Kauffman Center for the Performing Arts, Kansas City, MO
May 2, 2017
Our Score: 5 out of 5 Stars
In the summer of 1981, Uncle Sam decided to send me to Germany. I used a couple days before I left to visit New York City. I got there on a Sunday night and was amazed that, at three in the morning, I could get Kentucky Fried Chicken. I had planned on seeing “The Elephant Man” but sadly learned that it had actually closed the night I hit town. Wanting to say I had seen a Broadway show I remembered an article I had read on the plane about a show called “42nd Street.” I wasn’t intrigued by the plot, which is basically the story of a Broadway musical inside an actual Broadway musical, but by the story of how the show itself was a bit of theatrical folklore. It seems that the show’s director/choreographer, Gower Champion, had actually passed away just before the curtain went up on opening night. While the audience is giving the cast a rousing and much deserved standing ovation, the show’s producer comes out on stage and breaks the news. Now THAT’S theater.
“42nd Street” tells the story of director Julian Marsh (Matthew J. Taylor) preparing for his next Broadway hit. He is surrounded by many fresh-faced youngsters who want to get their big break alongside his “star,” Dorothy Brock (Kara Gibson Slocum). Also along to audition is Miss Peggy Sawyer (Clara Cox), a young lady from Allentown, Pennsylvania with stars in her eyes. Peggy is clearly talented but her exuberance becomes a pain in the rear for Brock. An accident with Brock leads to Peggy being fired. But, when Brock is injured, It’s discovered that the only way for the show to go on is to hire Peggy back. Will she go out on stage a youngster but come back as a star? What do you think?

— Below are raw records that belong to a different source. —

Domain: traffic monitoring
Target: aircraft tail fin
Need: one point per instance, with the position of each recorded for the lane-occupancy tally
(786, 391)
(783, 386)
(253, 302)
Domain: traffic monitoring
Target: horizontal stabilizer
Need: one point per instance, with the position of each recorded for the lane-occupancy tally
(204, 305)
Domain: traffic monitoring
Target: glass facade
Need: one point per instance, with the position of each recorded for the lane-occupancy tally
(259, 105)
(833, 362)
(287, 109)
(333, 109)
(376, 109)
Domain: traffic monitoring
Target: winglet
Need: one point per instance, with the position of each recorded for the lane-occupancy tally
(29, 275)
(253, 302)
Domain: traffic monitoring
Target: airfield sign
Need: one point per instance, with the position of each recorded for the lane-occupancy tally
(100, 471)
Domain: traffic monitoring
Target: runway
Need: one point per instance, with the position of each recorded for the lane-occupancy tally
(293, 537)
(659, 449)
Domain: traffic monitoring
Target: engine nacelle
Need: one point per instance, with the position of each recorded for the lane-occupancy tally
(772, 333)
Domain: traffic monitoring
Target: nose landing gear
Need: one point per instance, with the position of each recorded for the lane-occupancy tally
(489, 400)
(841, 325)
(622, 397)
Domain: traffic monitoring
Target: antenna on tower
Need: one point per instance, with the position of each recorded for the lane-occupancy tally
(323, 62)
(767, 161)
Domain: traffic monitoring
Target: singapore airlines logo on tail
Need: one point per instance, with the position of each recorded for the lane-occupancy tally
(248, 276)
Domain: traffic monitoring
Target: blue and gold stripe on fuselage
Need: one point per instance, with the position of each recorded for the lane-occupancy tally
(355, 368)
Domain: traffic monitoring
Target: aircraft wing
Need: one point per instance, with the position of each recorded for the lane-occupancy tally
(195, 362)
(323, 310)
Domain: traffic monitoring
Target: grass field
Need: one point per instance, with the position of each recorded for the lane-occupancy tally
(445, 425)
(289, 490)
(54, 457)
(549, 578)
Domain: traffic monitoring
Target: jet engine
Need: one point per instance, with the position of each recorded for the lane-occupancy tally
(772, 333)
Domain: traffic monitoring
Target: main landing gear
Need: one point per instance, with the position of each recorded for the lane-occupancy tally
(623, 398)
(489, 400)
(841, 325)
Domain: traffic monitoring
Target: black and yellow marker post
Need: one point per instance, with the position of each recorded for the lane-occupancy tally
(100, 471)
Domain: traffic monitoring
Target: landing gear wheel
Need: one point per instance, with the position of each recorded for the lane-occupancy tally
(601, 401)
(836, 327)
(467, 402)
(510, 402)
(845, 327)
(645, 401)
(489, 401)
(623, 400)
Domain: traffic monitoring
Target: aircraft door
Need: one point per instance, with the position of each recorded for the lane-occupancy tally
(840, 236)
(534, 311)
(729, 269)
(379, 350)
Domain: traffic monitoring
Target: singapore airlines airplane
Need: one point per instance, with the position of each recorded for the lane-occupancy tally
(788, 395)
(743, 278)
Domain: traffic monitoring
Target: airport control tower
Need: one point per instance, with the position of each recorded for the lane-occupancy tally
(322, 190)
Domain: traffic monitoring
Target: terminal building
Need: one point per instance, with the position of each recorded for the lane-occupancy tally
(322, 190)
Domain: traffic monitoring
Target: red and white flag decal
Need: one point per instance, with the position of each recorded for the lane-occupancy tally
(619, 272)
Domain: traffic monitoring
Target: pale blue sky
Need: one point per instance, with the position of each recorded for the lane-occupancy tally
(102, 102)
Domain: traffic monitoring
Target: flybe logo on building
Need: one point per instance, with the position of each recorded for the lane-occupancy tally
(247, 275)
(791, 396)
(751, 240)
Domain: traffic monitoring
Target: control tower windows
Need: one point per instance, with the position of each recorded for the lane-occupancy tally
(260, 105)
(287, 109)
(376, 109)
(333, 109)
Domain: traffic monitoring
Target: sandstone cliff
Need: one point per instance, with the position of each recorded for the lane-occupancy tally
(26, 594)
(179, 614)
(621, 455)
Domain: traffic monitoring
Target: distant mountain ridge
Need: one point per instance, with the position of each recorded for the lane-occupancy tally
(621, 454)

I have many fine memories of the Broadway show, including the performances of the late and great Jerry Orbach and the amazingly talented Tammy Grimes. And while those two are revered as Broadway legends, the performances of Mr. Taylor and Ms. Slocum are equally strong. The entire cast kicks back and tap dances their butts off. This is what you might call an old fashioned musical, with classic songs and some of the greatest hoofing you will ever see on stage. So take my advice and “Come and meet those dancing feet, on the avenue I’m taking you to, 42nd Street!”